Gang members clashed with police on Thursday near the Haitian government headquarters as ministers running a weak interim administration met for the first time in months.
AFP and a witness confirmed heavy gunfire in largely gang-controlled downtown Port-au-Prince near the National Palace.
The building had been abandoned because the area was deemed too dangerous but the cabinet met there Thursday to try to give a semblance of normality and order in a country with little of either.
Poverty-stricken Haiti has no sitting congress or president and has not held an election since 2016. Well-armed gangs control much of the country despite the deployment of an international force led by Kenya.
Prime Minister Alix Didier Fils-Aime’s office put out a statement saying the meeting marked a “symbolic and decisive phase” in the government retaking control of central Port-Au-Prince.

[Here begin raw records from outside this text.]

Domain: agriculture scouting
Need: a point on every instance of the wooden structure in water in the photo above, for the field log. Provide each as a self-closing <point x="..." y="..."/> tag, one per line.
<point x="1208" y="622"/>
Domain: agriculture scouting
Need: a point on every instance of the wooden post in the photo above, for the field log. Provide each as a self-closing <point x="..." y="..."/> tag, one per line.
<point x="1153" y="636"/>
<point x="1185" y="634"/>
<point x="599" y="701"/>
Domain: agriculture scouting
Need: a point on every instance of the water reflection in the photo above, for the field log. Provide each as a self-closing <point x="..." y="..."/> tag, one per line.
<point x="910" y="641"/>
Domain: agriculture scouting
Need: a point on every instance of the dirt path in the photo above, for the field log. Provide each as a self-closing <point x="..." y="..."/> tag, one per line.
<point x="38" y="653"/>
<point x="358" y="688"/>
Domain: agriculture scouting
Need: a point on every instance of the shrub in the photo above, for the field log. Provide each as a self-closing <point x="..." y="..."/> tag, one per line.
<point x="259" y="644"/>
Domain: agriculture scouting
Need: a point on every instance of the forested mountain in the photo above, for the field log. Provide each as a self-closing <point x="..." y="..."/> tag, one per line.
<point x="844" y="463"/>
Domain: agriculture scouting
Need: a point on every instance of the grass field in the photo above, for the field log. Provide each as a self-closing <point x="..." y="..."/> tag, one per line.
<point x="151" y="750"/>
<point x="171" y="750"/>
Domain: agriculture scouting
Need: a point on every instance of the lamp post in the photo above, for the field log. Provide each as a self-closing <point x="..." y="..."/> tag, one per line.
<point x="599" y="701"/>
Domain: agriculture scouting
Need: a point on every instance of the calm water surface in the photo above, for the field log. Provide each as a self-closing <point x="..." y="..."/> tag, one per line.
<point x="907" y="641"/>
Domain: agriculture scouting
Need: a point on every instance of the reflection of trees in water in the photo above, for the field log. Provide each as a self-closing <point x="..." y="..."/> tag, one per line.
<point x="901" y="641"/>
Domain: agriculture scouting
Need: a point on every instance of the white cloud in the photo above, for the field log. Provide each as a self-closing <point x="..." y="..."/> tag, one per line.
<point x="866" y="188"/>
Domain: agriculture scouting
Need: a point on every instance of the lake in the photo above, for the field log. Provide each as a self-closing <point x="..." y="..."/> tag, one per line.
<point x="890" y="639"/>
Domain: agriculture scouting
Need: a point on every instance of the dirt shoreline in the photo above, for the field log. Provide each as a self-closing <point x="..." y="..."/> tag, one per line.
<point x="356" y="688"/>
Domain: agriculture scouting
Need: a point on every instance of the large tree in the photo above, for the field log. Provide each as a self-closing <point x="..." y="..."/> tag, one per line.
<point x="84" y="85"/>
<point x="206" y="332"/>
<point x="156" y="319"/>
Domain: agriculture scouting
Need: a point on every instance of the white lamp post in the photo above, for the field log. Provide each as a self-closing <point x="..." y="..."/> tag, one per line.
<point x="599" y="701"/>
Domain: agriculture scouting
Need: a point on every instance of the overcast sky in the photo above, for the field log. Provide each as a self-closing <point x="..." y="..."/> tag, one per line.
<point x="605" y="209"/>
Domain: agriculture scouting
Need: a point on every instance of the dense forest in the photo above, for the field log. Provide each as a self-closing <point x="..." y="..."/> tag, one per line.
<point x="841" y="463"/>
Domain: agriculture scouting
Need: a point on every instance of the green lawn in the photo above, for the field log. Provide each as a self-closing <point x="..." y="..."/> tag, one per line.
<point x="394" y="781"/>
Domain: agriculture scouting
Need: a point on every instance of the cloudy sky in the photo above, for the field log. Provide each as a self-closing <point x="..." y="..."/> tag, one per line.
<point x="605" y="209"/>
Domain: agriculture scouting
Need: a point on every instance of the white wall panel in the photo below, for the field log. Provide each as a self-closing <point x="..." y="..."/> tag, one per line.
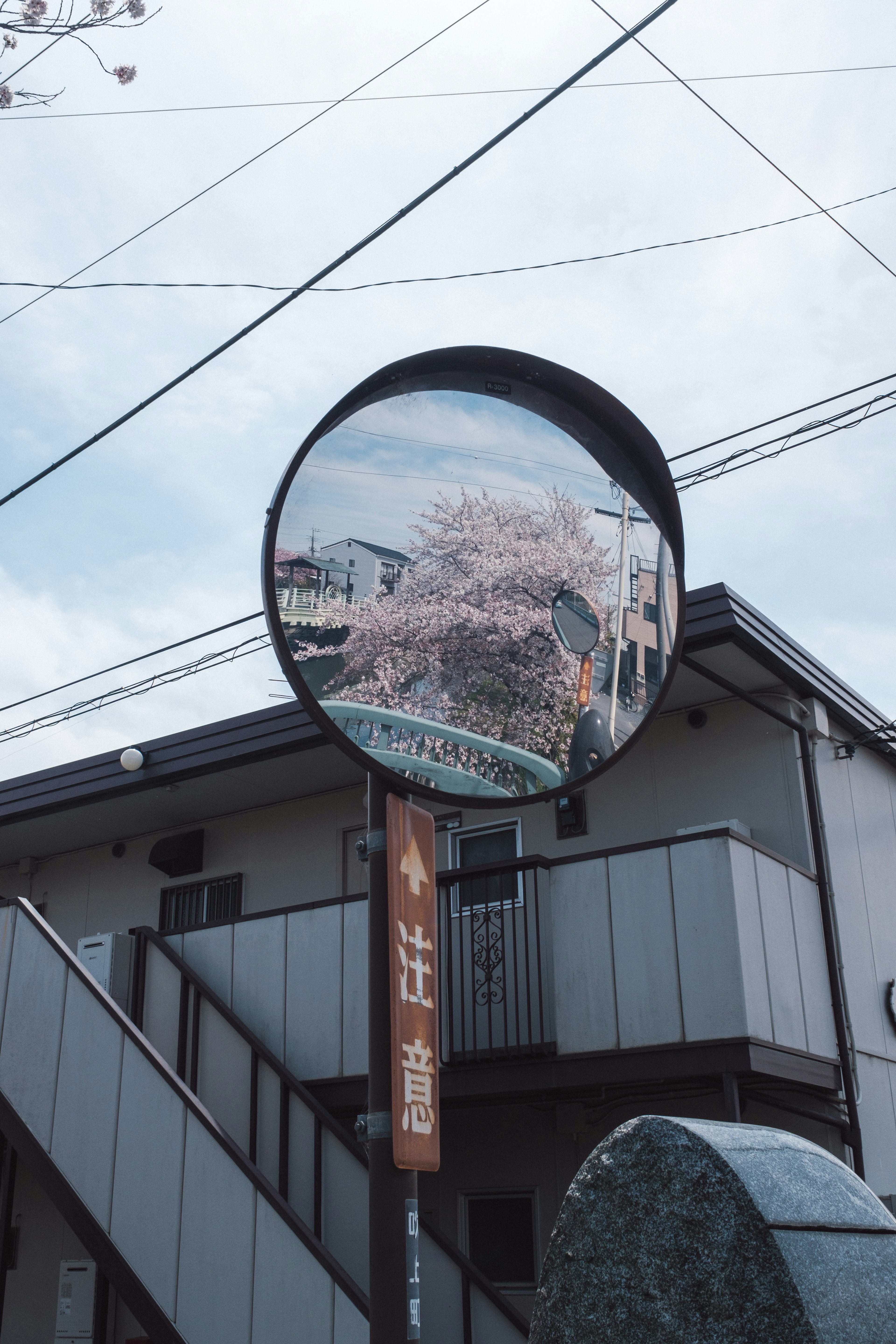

An AFP correspondent and another witness heard heavy gunfire near the National Palace as the meeting was underway. Police and armored vehicles patrolled the streets.
The government did not immediately say if anyone was hurt or killed.
Haiti has a long history of political instability, poverty, corruption, violence and natural disasters. Its president was assassinated in 2021 and has not been replaced.
Things got worse in 2024 when gangs staged an offensive that forced the resignation of the prime minister.
The president of the transitional council now running Haiti, Laurent Saint-Cyr, recently said at the United Nations that his country is “at war.”